Эти особенности чутко уловила А. Пепперберг. По ее словам, в то время (1970-е гг.) «согласно господствующему направлению в психологии – бихевиоризму, животных считали автоматами, не обладающими большими способностями или вовсе лишенными способности к познавательной деятельности или мышлению».

Между тем в те же 1910-е годы, что и В. Келер (параллельно и независимо от него), основоположница отечественной зоопсихологии Н. Н. Ладыгина-Котс установила, что шимпанзе не только могут обучиться тонкому различению цветовых и др. стимулов, но способны и к важнейшей операции мышления – обобщению. То есть они могут мысленно объединять предъявляемые им стимулы по общим для них существенным признакам и абстрагироваться от признаков второстепенных.

Открытие феномена инсайта и способности к обобщению проложило путь двум основным направлениям в современных исследованиях мышления животных. Одно из них пытается выяснить, могут ли животные без подготовки, без проб и ошибок, без предшествующего опыта экстренно (путем инсайта) решать совершенно новые задачи. Другое направление анализирует способность животных к обобщению, к формированию понятий, т. е. исследует зачатки абстрактного мышления, а следовательно, затрагивает и вопрос о предпосылках возникновения речи.

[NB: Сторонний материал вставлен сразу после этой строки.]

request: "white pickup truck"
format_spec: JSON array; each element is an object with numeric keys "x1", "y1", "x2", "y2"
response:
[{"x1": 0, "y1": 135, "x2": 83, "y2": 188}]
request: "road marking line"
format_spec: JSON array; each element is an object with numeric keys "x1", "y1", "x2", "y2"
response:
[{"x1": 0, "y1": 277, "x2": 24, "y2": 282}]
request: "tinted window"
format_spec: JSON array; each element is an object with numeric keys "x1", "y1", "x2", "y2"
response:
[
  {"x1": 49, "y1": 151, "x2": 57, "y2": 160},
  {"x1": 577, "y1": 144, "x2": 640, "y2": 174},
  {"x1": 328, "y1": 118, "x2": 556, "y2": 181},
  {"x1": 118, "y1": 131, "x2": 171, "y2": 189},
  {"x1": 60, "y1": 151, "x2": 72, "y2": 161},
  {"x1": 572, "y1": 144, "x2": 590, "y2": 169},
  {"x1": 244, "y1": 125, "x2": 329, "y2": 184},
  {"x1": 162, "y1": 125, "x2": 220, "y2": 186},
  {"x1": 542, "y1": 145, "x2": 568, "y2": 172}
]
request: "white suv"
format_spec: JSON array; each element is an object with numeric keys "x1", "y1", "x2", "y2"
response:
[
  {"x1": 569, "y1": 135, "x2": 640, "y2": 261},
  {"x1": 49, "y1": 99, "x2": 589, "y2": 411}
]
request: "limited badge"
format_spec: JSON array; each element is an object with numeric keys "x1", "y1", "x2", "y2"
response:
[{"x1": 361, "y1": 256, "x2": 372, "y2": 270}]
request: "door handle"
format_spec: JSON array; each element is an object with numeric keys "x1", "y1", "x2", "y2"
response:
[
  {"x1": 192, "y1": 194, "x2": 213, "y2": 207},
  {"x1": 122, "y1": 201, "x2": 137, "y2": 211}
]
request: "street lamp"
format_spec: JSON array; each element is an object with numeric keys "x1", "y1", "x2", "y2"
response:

Но, несмотря на появление и увеличение числа объективных доказательств, гипотеза Ч. Дарвина о наличии у животных зачатков мышления продолжала встречать почти такое же активное неприятие, как и в момент своего появления.

К 1970-м годам, когда А. Пепперберг начинала свою работу, в изучении мышления животных, в том числе и птиц, имелись свои серьезные успехи, и представление о примитивности психики животных было в значительной степени поколеблено. В частности, О. Келер еще в 1930—1950-е годы обнаружил, что не только человекообразные обезьяны, но и высшие птицы (врановые и попугаи, см. ниже) обладают зачатками абстрактного мышления. А в 1960-е годы Л. В. Крушинский доказал способность ряда позвоночных-неприматов (в том числе врановых птиц) к экстренному решению новой задачи без предварительного этапа проб и ошибок, по механизму, сходному с «инсайтом» В. Келера. Тем не менее каждая новая попытка искать у животных что-то, кроме условных рефлексов, воспринималась как вылазка на почти запретную, по мнению многих, территорию.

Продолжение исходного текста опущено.